The grid search parameters the yielded the best ACC and PPV classification results are \(d=3\) and \(t_h = 0.8\). To assess the performance of the proposed feature selection method, SVM classifiers are also trained using structural and functional connectome features in training data set A that are selected by: (1) a linear regression technique that includes \(\ell _1\) regularization (i.e. Lasso), and (2) no feature selection. As shown in Table 1, a SVM classifier trained using structural and functional connectome features selected by the proposed method is the most accurate at \(88.3\,\%\), can predict the disease case (i.e. PPV) approximately \(87.2\,\%\) of the time, and consistently shows the highest sensitivity, specificity, and NPV.
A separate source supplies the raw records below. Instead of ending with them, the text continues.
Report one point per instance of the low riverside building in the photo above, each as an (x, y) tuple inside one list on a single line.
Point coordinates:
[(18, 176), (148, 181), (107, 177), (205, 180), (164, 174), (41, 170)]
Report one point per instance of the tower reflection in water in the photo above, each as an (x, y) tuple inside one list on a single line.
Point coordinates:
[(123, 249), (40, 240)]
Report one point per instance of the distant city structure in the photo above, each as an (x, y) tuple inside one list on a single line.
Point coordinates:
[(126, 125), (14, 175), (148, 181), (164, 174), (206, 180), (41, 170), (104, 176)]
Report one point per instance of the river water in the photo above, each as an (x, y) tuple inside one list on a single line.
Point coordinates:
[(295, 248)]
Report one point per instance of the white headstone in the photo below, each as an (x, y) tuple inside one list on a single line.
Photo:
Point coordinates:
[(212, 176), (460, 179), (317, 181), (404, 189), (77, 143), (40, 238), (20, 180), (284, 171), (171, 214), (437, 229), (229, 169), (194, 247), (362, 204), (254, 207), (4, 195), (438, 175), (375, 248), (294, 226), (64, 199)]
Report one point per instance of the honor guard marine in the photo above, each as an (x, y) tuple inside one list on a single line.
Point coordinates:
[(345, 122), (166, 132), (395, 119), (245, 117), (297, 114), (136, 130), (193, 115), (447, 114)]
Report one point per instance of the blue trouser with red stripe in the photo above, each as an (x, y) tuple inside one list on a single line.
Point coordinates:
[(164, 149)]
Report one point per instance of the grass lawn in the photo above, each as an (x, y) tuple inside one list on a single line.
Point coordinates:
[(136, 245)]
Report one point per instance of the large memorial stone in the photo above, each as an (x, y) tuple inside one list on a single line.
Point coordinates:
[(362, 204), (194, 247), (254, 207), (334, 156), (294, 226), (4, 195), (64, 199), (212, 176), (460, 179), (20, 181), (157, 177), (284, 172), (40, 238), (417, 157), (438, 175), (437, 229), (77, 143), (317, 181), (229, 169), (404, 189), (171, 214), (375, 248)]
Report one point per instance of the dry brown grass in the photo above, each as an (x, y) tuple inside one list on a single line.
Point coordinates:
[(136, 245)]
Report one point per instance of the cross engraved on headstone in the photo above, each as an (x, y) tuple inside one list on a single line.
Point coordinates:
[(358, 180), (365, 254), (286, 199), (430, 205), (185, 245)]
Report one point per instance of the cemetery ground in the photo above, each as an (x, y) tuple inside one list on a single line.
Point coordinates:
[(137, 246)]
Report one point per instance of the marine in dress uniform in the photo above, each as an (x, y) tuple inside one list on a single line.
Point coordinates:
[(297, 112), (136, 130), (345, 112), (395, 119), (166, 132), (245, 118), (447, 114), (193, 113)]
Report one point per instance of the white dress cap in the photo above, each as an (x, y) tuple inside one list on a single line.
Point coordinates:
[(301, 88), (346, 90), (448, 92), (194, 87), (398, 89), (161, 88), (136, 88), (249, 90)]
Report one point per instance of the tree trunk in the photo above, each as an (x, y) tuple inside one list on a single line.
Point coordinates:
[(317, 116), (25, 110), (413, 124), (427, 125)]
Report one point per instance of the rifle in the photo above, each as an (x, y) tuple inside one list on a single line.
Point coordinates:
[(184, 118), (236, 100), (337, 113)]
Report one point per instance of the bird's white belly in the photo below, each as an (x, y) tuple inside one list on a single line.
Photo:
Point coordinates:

Table 1. ASD vs. HC 10-fold classification results in \(\bar{x} \pm \sigma \) format. The highest performance measures are shown in bold font.

The bar plots in Fig. 2 show the medianFootnote 7 structural and functional weight values found using Eq. (3) when grid search parameter \(t_h=0.8\) is used. The SVM classifier in Table 1 is trained only using the node-based connectivity values from the selected 47 regions (24 structural regions and 23 functional regions) also shown in Fig. 2. In general, the 47 regions have largest difference in code values, which suggests the structural and functional connectivity characteristics in these brain regions are significantly different between ASD and HC subjects.

Lastly, Fig. 3 shows the median (See footnote 7) top, middle, and bottom DTI and rsfMRI regions in the learned partition hierarchy. Included are tables that list the brain regions in the bottom level (i.e. last partition) of the hierarchy. These regions have the most similar structural and functional connectivity characteristics. Note: The term shared in this figure means in this grouping the same brain region is present in both connectomes.

Fig. 2.
figure 2

Bar plots that show the median weight values for each node-based connectome feature (structural and functional) found by Eq. (2). The SVM classifier in Table 1 was trained only using the node-based connectivity values from the selected 47 regions. Approximately \(91\,\%\) reduction in node-based connectome features

Fig. 3.
figure 3

Visualizations that show the DTI and rsfMRI regions in the top, middle, and bottom partitions (see Fig. 1 for design of partition hierarchy). The tables summarize the brain regions in the bottom partition of the hierarchy.

4 Conclusion

A novel connectome feature selection technique is proposed that uses a hypergraph learning algorithm to identify brain regions that have similar structural and functional connectivity characteristics. Compared to other well-known feature selection techniques, SVM classifiers trained using structural and functional connectome features selected by our method are significantly better than SVM classifiers trained using connectome features selected by a state-of-the-art regression algorithm. Furthermore, since our approach converts a subject specific complete bipartite graph to an incidence matrix, the resulting incidence matrix is very sparse, which in turn greatly improves the space and time complexity of our approach. Visualizations that display brain regions in the top, middle, and bottom partitions in the proposed partition hierarchy show significant structural and functional connectivity differences in ASD and HC subjects and as seen in Fig. 3. Lastly, even though the betweenness centrality node-based connectivity measure is used, our method achieved similar accuracy and PPV classification results (mean \({\pm 3\,\%})\) when replaced by the Eigenvector centrality or clustering coefficient connectivity measures.